Justice Vance W. Raye, chief of the Third District Court of Appeals, appeared sympathetic to their arguments this week that Placer County may have violated a public records law in approving part of an environmental analysis and mitigation plan at the home of the 1960 Winter Olympics.

The three-member panel didn’t offer any clues about its take on Sierra Watch’s broader challenge accusing the developer of intentionally failing to adequately assess the effects on the nearby lake and downplayed the potential for dangerous delays during a wildfire evacuation.

A Placer County judge backed the county’s handling of both matters in 2018 rulings related to plans approved for the Alterra Mountain Co., Denver-based owner of Squaw Valley.
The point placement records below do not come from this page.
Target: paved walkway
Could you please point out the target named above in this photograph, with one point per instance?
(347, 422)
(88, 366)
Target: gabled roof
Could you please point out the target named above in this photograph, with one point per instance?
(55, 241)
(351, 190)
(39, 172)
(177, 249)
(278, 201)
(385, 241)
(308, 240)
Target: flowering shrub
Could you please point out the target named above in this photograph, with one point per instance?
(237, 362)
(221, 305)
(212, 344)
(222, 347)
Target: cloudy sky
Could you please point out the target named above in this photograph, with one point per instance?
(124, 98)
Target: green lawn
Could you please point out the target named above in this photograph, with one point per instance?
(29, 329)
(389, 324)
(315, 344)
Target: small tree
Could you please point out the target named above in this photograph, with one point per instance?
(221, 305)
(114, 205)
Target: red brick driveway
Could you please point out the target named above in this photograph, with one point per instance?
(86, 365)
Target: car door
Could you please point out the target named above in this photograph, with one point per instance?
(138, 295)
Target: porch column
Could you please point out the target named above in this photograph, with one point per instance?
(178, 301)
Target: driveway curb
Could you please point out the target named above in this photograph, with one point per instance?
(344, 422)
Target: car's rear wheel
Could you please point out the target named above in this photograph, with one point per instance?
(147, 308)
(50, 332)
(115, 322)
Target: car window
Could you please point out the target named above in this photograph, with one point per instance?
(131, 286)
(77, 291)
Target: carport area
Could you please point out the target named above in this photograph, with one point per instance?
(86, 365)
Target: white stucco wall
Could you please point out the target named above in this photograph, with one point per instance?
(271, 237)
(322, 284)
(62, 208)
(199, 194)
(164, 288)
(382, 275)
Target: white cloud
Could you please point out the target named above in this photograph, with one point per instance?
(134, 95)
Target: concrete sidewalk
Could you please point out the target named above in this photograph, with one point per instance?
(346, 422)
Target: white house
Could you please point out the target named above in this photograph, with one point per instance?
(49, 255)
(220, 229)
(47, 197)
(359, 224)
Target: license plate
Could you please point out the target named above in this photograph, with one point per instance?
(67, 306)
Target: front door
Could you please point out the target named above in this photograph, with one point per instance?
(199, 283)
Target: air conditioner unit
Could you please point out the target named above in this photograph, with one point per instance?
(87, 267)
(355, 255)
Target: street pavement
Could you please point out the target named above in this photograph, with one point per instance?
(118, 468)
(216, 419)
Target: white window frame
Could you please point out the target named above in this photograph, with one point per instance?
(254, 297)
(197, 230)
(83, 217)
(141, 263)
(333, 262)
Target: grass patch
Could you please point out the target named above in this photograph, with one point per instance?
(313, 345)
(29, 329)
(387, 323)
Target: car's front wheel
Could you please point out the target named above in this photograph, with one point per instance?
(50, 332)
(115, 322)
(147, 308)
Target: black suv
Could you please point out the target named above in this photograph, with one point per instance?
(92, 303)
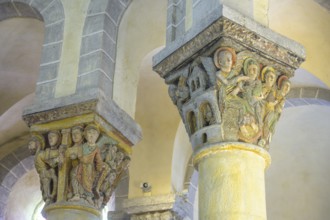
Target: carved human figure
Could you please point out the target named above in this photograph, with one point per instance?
(180, 93)
(207, 114)
(90, 162)
(73, 153)
(274, 108)
(226, 78)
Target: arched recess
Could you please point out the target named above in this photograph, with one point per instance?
(99, 45)
(52, 13)
(142, 29)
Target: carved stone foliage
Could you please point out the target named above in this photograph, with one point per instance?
(78, 165)
(229, 96)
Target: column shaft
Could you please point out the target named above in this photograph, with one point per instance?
(232, 185)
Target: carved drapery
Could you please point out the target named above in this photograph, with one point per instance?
(80, 165)
(229, 94)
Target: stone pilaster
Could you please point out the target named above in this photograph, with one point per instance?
(229, 77)
(81, 151)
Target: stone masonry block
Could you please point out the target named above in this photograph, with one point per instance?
(97, 60)
(9, 181)
(88, 81)
(7, 10)
(109, 47)
(3, 173)
(115, 10)
(48, 72)
(9, 161)
(40, 5)
(126, 2)
(97, 6)
(54, 32)
(25, 10)
(111, 28)
(324, 94)
(22, 152)
(122, 188)
(94, 23)
(19, 170)
(45, 91)
(4, 193)
(51, 53)
(53, 13)
(91, 43)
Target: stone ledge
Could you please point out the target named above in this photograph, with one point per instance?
(104, 111)
(225, 22)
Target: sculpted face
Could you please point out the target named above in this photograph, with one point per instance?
(77, 135)
(225, 61)
(270, 78)
(253, 71)
(53, 139)
(32, 147)
(92, 135)
(285, 88)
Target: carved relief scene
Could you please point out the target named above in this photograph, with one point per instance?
(78, 165)
(239, 92)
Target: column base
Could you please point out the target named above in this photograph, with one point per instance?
(65, 211)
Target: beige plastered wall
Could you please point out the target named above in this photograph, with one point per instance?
(308, 23)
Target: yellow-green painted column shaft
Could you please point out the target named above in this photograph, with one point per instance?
(231, 182)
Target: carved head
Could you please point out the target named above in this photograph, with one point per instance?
(224, 59)
(251, 68)
(268, 76)
(284, 85)
(77, 134)
(36, 143)
(54, 138)
(92, 133)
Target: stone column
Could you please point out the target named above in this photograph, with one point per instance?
(229, 77)
(81, 151)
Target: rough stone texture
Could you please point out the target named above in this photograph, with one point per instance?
(149, 204)
(52, 32)
(9, 181)
(18, 170)
(228, 23)
(48, 72)
(51, 53)
(52, 13)
(45, 91)
(9, 161)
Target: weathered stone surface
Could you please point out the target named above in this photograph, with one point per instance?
(51, 53)
(48, 72)
(7, 10)
(54, 32)
(53, 12)
(243, 31)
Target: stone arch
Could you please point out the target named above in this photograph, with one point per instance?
(51, 12)
(99, 44)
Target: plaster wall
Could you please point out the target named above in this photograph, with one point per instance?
(307, 23)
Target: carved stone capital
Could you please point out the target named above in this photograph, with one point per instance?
(229, 80)
(79, 166)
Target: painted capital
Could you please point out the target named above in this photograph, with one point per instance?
(81, 151)
(229, 83)
(80, 165)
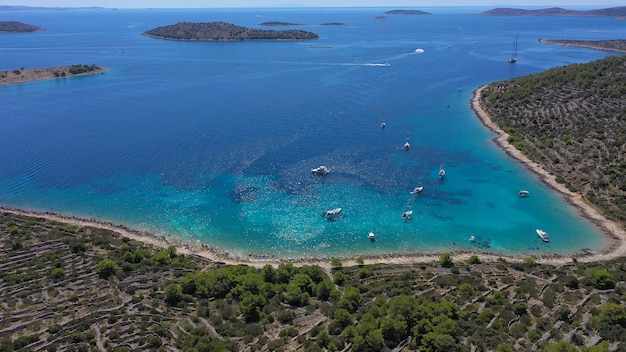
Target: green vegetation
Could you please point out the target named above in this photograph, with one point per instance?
(78, 69)
(618, 45)
(77, 288)
(221, 31)
(572, 121)
(14, 26)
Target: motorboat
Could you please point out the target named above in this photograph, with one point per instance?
(332, 213)
(321, 170)
(543, 235)
(417, 190)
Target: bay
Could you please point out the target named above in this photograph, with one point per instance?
(215, 141)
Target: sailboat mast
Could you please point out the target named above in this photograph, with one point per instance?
(514, 55)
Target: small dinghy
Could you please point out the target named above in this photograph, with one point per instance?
(417, 190)
(321, 170)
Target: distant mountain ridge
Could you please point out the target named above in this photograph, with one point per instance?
(31, 8)
(619, 11)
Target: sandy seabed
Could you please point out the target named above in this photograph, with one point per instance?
(612, 229)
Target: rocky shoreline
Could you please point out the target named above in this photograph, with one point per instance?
(41, 74)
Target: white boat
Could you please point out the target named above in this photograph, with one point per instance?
(543, 235)
(321, 170)
(332, 213)
(513, 58)
(417, 190)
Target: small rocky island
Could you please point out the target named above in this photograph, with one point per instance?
(222, 31)
(407, 12)
(22, 75)
(619, 11)
(17, 27)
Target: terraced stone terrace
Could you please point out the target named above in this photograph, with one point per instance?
(66, 288)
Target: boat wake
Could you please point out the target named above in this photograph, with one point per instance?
(367, 64)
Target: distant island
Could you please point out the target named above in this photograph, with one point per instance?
(39, 8)
(17, 27)
(557, 11)
(617, 45)
(222, 31)
(278, 23)
(22, 75)
(407, 12)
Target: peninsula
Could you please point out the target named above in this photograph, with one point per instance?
(23, 75)
(617, 45)
(17, 27)
(222, 31)
(568, 125)
(619, 11)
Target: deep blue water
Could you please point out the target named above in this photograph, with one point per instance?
(215, 141)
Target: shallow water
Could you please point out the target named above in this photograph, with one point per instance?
(215, 141)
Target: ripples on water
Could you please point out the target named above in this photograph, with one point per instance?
(215, 141)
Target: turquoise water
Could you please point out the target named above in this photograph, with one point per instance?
(215, 141)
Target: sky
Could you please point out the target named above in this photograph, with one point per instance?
(317, 3)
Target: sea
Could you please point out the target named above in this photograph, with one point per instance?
(213, 143)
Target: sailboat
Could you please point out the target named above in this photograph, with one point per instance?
(513, 58)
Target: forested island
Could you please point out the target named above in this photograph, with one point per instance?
(617, 45)
(222, 31)
(572, 121)
(17, 27)
(619, 11)
(69, 287)
(279, 23)
(22, 75)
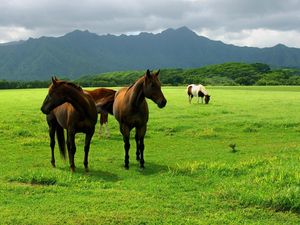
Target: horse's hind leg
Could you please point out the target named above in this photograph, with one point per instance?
(87, 143)
(139, 138)
(52, 127)
(126, 133)
(71, 148)
(190, 98)
(52, 143)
It intends to build 850 units in a series of high-rise condo hotels in what is now the parking lot of the ski resort 6 miles (10 kilometers) north of Lake Tahoe.
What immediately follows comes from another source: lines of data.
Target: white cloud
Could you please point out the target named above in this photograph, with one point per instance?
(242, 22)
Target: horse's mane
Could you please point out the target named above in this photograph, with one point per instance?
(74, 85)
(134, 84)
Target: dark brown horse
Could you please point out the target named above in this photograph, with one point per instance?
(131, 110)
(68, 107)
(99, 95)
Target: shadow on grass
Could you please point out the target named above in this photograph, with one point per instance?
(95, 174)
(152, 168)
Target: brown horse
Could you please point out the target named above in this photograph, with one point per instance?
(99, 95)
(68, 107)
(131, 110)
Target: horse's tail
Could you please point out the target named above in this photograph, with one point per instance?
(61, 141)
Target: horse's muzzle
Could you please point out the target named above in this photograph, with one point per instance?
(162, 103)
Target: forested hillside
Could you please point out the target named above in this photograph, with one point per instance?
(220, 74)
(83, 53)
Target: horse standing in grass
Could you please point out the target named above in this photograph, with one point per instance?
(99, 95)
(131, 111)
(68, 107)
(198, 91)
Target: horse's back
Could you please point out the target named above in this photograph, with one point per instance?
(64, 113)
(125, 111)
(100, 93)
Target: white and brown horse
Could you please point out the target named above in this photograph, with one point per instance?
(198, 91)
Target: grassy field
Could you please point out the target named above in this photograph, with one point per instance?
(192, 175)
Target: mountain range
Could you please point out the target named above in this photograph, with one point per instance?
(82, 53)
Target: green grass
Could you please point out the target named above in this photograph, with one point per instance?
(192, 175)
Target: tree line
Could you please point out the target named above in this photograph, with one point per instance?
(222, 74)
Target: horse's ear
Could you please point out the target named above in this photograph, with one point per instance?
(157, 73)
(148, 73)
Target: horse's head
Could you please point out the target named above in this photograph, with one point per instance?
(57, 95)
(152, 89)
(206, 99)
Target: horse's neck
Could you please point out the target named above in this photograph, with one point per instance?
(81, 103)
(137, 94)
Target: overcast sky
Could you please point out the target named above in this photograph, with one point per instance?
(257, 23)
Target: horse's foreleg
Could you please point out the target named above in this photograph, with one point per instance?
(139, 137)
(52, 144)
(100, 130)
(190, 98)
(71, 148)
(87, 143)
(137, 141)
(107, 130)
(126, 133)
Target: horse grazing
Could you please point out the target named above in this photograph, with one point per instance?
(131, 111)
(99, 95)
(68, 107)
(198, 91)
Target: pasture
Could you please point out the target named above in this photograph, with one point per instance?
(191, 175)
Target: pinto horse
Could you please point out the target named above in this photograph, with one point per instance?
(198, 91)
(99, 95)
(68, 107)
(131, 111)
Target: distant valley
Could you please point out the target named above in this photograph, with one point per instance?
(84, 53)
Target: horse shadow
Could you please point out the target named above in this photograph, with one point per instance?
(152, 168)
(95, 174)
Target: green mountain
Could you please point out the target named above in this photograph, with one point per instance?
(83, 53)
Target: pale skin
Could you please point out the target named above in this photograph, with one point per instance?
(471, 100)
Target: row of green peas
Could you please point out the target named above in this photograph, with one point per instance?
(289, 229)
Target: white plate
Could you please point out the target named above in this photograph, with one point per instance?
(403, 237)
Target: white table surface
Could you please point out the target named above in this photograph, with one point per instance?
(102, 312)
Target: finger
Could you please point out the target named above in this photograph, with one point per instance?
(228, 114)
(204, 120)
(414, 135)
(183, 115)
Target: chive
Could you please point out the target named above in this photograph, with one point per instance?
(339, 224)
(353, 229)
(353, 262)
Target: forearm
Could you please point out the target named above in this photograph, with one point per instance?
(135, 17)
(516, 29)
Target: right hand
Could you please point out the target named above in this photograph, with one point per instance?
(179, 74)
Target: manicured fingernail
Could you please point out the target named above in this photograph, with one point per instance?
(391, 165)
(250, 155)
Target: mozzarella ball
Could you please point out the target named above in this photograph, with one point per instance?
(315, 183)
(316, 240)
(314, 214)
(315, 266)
Sierra Watch has been fighting the expansion since it first was proposed in 2012 and approved by the Placer County supervisors in 2016.

The group says the developer was required to analyze the effects on the Lake Tahoe Basin — including the alpine lake that holds enough water to cover California a foot deep — even though the resort lies outside the basin itself.
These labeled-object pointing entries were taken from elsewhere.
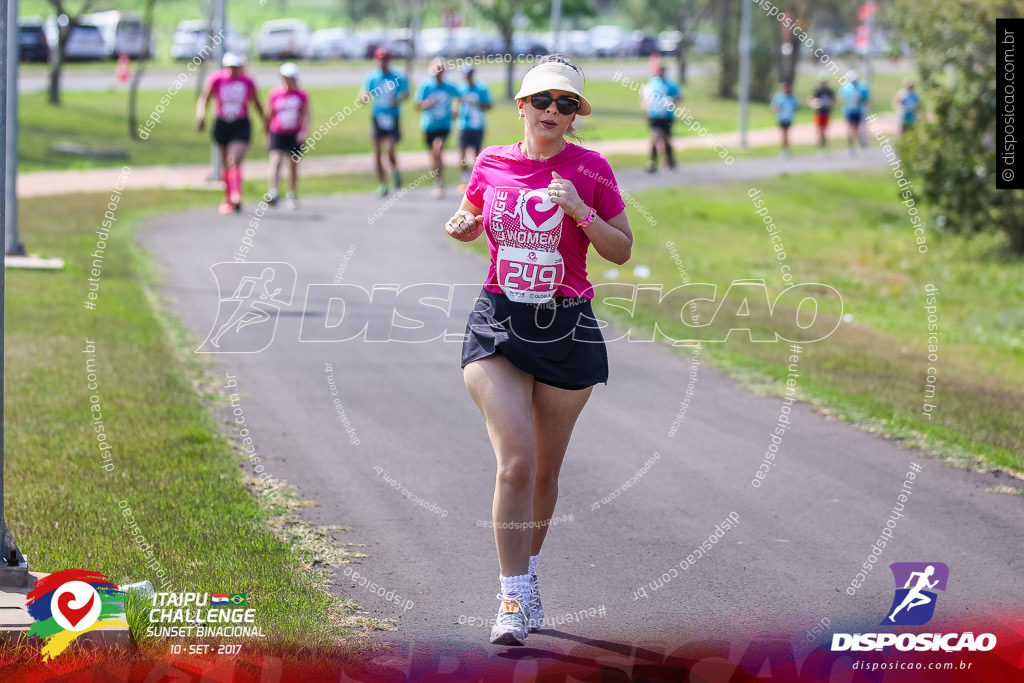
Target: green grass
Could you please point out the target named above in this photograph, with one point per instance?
(99, 120)
(849, 230)
(172, 467)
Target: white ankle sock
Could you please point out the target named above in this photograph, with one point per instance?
(518, 586)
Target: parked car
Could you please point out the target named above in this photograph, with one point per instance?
(123, 34)
(32, 41)
(192, 37)
(642, 45)
(570, 43)
(335, 44)
(527, 45)
(85, 42)
(283, 39)
(609, 41)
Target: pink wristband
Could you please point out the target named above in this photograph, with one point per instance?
(588, 220)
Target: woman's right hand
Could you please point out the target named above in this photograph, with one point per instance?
(464, 226)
“The project still affects the basin. It’s not bound by the project’s footprint itself,” Sierra Watch attorney Daniel Selmi told the appellate panel Wednesday.

Opponents say the development will double the population of Olympic Valley. They say 40% of the new traffic generated will travel into the basin, increasing the amount of sediment transported to the lake and raising nitrate emissions — two major threats to Tahoe’s world-renowned clarity.

Yet the environmental review’s 83-page section on hydrology/water quality has a single reference to Lake Tahoe — mentioning the Truckee River runs past the resort downstream from Tahoe, Selmi said.

“That’s it — no other reference to Lake Tahoe,” he said. “They virtually ignored it.”

The county’s review concluded the expansion would add an average of 1,353 daily car trips. It acknowledged it could take more than 10 hours to evacuate via the single access road during a wildfire.

Whit Manley, an attorney for Squaw Valley Real Estate who argued the developer’s case, said they conducted four years of environmental review on an initial plan to build 1,295 units but scaled that back based on public input to 850.

He said 85% of the expansion is planned on land that’s already developed.

“Most of it is a parking lot surrounded by ski runs and bare rock. That is where the development is going to occur. Not in the forest,” he told the panel.

Manley acknowledged the area is designated as a severe fire hazard area.

But “that designation in and of itself doesn’t mean an impact on evacuations has to be found significant or unavoidable,” he said.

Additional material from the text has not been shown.